Мы с Джонсом наблюдаем, как Харрис уходит.

— Он — законченный мерзавец, — тихо говорит Алан, — но всё-таки… почему именно ты его так ненавидишь?

— У нас достаточно правил и законов, а наказание бывает более чем суровым, — отвечаю я тихо, — однако это не касается преступлений, совершённых во время войны. Тем более, если речь идёт о людях, которые преданы действующему правительству и познали сладкое чувство безнаказанности.

Берусь за ручку и лишь на мгновение поворачиваюсь к Джонсу.

— На войне Харрис безжалостно насиловал женщин и убивал детей, часто без приказа. Официально он разжалован, но от этого не перестал быть конченым ублюдком.

Не дожидаясь никакого отклика, открываю дверь и собираюсь сесть, но Алан кладёт руку мне на плечо, останавливая:

— Не забывай, — шёпотом говорит он, — у генерала есть удивительная способность появляться из ниоткуда.

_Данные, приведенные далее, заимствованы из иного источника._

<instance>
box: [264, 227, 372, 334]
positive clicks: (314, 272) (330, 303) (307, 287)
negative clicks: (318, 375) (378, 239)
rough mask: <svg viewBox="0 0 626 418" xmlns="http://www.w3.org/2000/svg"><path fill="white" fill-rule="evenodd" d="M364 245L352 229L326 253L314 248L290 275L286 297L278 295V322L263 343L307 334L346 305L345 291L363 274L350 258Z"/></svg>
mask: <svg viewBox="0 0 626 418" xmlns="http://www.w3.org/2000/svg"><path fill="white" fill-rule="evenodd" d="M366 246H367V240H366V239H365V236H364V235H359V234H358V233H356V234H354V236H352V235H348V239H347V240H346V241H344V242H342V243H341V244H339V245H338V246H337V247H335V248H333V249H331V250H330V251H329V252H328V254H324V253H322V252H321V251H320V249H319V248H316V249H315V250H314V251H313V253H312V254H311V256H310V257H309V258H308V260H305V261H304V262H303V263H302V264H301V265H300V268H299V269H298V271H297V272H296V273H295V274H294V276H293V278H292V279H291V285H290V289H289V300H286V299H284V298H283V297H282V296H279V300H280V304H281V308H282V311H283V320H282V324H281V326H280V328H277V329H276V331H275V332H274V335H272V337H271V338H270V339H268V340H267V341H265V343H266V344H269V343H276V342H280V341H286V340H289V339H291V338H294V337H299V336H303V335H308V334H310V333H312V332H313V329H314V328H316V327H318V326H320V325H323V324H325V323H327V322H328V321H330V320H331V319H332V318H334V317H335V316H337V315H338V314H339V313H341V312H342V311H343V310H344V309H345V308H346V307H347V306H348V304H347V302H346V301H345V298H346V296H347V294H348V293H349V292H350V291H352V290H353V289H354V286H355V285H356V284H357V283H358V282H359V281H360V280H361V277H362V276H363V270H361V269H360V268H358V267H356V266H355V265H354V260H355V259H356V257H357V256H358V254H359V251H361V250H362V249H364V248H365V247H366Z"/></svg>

Это сложно забыть. На то, чтобы хоть как-то подготовиться к встрече с ним, остаются считанные секунды, пока ты слышишь его тяжёлые шаги и гудящий голос.

— И ещё, — добавляет Джонс, но замолкает, словно не уверенный, стоит ли говорить. — Постарайся не геройствовать без особой нужды, — всё-таки решается он, а я ехидно спрашиваю:

— Что, Счастливчик, непривычно оставаться на обочине? Не хочется много часов оставаться в генеральской машине с Бронсоном и его дочерью под охраной славного Харриса?

— Это не смешно, — замечает Алан почти обиженно. — Не стоит дразнить меня. Сегодня тебе пригодится удача.

Это вообще не смешно, но без сарказма этот вечер я не переживу. Поэтому замечаю ровным тоном:

— Удача для счастливчиков. Чёрные монахи не вверяют ей успех операции.

— Не вверяли, — поправляет Джонс, — и похоже, зря, учитывая, что ты — последний из них.

Намёк понят, но я делаю глубокий вдох и молча сажусь в машину. Мой взгляд на мгновение выхватывает в зеркале заднего вида зелёные глаза. Большие и влажные от подступающих слёз.